Hospitals, health-care providers, and medical equipment manufacturers, among others, lobbied strongly against change and resisted widespread demands for safety needles. Their argument rested on cost-benefit analysis. HIV transmission and seroconversion were relatively rare, constituting only a small percentage (1–2 percent) of all needlestick injuries. Safer equipment, they pointed out, was more expensive. Phlebotomy needles cost only 10 cents for a conventional device but 33 cents for a safer version. Implementing that one change could cost a 250-to-300-bed hospital $15,000 a year. Shifting to safer butterfly needles would cost an additional 25 cents per needle, or $4,000 a year for an average hospital. For an IV, the improved catheter cost $1.00 more per unit, or $33,500; for a hypodermic syringe, 20 cents, or $67,000 per year for the same hospital. Hospital leaders argued that there was both increased unit costs for the new devices and staff resistance to their implementation. There were problems with compatibility and with prior medical equipment contracts.52 As late as 2000, union representatives complained about OSHA’s failure to address the rising tide of needlestick injuries. Bill Borwegen, SEIU health and safety director, declared it a “no-brainer” to require safer needles for use in health care. State legislatures, he continued, were “left with the impression that [OSHA] is out of touch and incapable of tackling one of the more glaring, clear-cut and readily addressed occupational health hazards confronting workers in one of the fastest growing sectors of the economy.”53
In 1998, six years after the OSHA standard was adopted, William Charney, health and safety officer at SFGH, simply said, “When you look at the rate of needle sticks, the (OSHA) standard hasn’t done squat.” That year, the San Francisco Chronicle ran a series of articles on the issue, documenting in a timeline failed efforts to reduce the risk of needlestick injuries among health-care workers and the persistent opposition to paying for safety needles and other engineering controls.
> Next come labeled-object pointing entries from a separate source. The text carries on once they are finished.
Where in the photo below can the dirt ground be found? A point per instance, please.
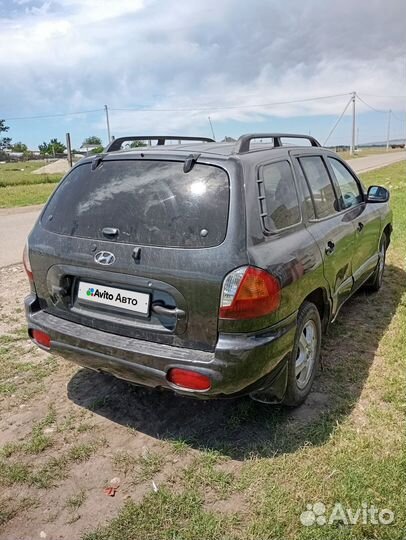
(66, 432)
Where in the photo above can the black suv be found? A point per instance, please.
(207, 268)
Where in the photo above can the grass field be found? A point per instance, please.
(20, 187)
(363, 152)
(210, 470)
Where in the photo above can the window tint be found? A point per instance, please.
(350, 193)
(320, 185)
(282, 206)
(150, 202)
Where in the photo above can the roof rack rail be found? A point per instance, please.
(116, 144)
(243, 143)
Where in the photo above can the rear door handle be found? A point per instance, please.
(110, 231)
(330, 247)
(168, 312)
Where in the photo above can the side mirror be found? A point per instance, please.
(377, 194)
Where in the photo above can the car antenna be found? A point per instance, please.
(97, 160)
(190, 162)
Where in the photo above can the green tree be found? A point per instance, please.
(93, 139)
(53, 147)
(19, 147)
(5, 142)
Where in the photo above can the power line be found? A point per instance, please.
(380, 110)
(226, 107)
(55, 115)
(338, 121)
(383, 95)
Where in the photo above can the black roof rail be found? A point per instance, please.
(243, 143)
(116, 144)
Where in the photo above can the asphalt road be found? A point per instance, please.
(16, 223)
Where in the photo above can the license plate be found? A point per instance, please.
(111, 296)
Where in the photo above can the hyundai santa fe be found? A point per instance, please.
(211, 269)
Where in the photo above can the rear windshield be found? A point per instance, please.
(149, 202)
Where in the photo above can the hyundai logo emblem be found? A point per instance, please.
(104, 257)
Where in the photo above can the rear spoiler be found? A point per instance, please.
(161, 140)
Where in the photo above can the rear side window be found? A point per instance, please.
(281, 201)
(150, 202)
(350, 191)
(324, 198)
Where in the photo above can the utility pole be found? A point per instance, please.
(388, 133)
(352, 148)
(108, 124)
(69, 149)
(211, 127)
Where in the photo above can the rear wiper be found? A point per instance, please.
(190, 162)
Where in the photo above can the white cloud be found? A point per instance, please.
(63, 55)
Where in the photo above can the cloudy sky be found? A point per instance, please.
(176, 62)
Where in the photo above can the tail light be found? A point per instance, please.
(249, 292)
(27, 264)
(41, 338)
(192, 380)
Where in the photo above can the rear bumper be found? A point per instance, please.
(240, 364)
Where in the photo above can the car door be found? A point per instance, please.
(365, 218)
(329, 226)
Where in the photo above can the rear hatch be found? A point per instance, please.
(138, 247)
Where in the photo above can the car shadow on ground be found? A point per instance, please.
(240, 427)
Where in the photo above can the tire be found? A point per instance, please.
(374, 283)
(305, 353)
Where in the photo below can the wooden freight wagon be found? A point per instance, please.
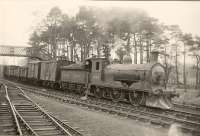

At an international conference, Dr. Janine Jagger argued that “safety [was] viewed as an optional market opportunity (for manufacturers), of interest only if potential profits appear[ed] higher than those earned from conventional, hazardous technology.”54 Still, in April of 1998, the Chronicle reported, OSHA’s blood-borne pathogen standard left the 8.8 million health-care workers at risk. Among the more than 1 million accidental needlesticks in the workplace a year, thousands would contract Hepatitis C (HCV) and other lethal diseases. Approximately 50 would contract HIV. In this context, an internal memo sent to a Becton Dickinson marketing director in 1990 could state that “treble costs [were] a tough sell” but “liability and injury cost escalations . . . [were] making it more possible.” For SFGH Bill Charney, the answer was more direct; the workers should be allowed to sue their employers for putting them at risk. “If hospitals were sued for millions of dollars every time a nurse got a needle stick, and the hospital didn’t supply safe needles,” he asserted, “you can bet this problem would have gone away years ago.”55
In fact, under the Clinton administration, OSHA remained a reluctant partner in advocating for needlestick safety. Unwilling to challenge the health-care industry, or to confront companies like Becton Dickinson that refused to invest in developing new needle technology, OSHA ignored the impact of the corporate consolidation of health care. Three medical firms merged to form Premier, Inc., which then controlled one third of product purchases at hospitals in the United States, giving it enormous power to shape the market. Another industry group, Novation, required its 650 hospitals to purchase 95 percent of its needles from Becton Dickinson, which was the subject of a civil suit based on a defective needle. Still, the industry could point to the fact that treatment and burial costs of affected health-care workers were only $1 million; “the savings were,” as one industry speaker noted, simply “not there.”56
Backed by the CDC and the American Hospital Association, SEIU had earlier petitioned the Food and Drug Administration to set new standards that would replace older, conventional needles with newer safer technologies. In its petition, SEIU argued that “the spread of HIV infection constitute[ed] a national public health emergency requiring urgent steps to curb its transmission.” Six years later, SEIU kicked off a campaign to push state legislatures to adopt engineering controls on sharps. Calling for “Safe Needles Now!” the union stressed the toll of inaction. More than 1 million health-care workers were injured, thousands contracted chronic terminal diseases from these injuries, and about 100 health-care workers died annually from diseases transmitted through unsafe needles. Moreover, as AFSCME president Gerald W. McEntee pointed out in May 1999, an estimated 40–50 new occupational HIV transmissions still occurred every year due to needlesticks.57
Up to 75 percent of needlesticks, SEIU noted, could be eliminated by adopting the new technologies. California, where the state-level OSHA had prepared the way to mandate new needle technologies, was among the first to consider legislation to require safer needles. Supported by Kaiser Permanente, the state’s largest HMO, the SEIU’s Statewide Nurses Alliance was successful in passing a law in 1998 that went in effect in July 1999. Twenty other states — including Tennessee, Illinois, Maryland, Washington, Massachusetts, New Jersey, and Florida — were either considering or shortly thereafter passed similar bills.58
In Washington, DC, after SEIU, AFSCME, and the American Federation of Teachers kept lobbying for needlestick safety legislation, OSHA at last joined the effort. It was time for a federal standard as the best means for reducing life-threatening injuries. Peter Stark (D-CA) and Marge Roukema (R-NJ) cosponsored the Health Care Worker Prevention Act, later renamed the Needlestick Prevention and Safety Act. As Stark argued, “Health care workers should not have to risk their lives while saving the lives of their patients. Safe needle devices are used in some facilities across the country, but our bill would make use of safe technology the norm rather than the exception.”59 A consensus in favor of safety-engineered devices finally caught the attention of Congress.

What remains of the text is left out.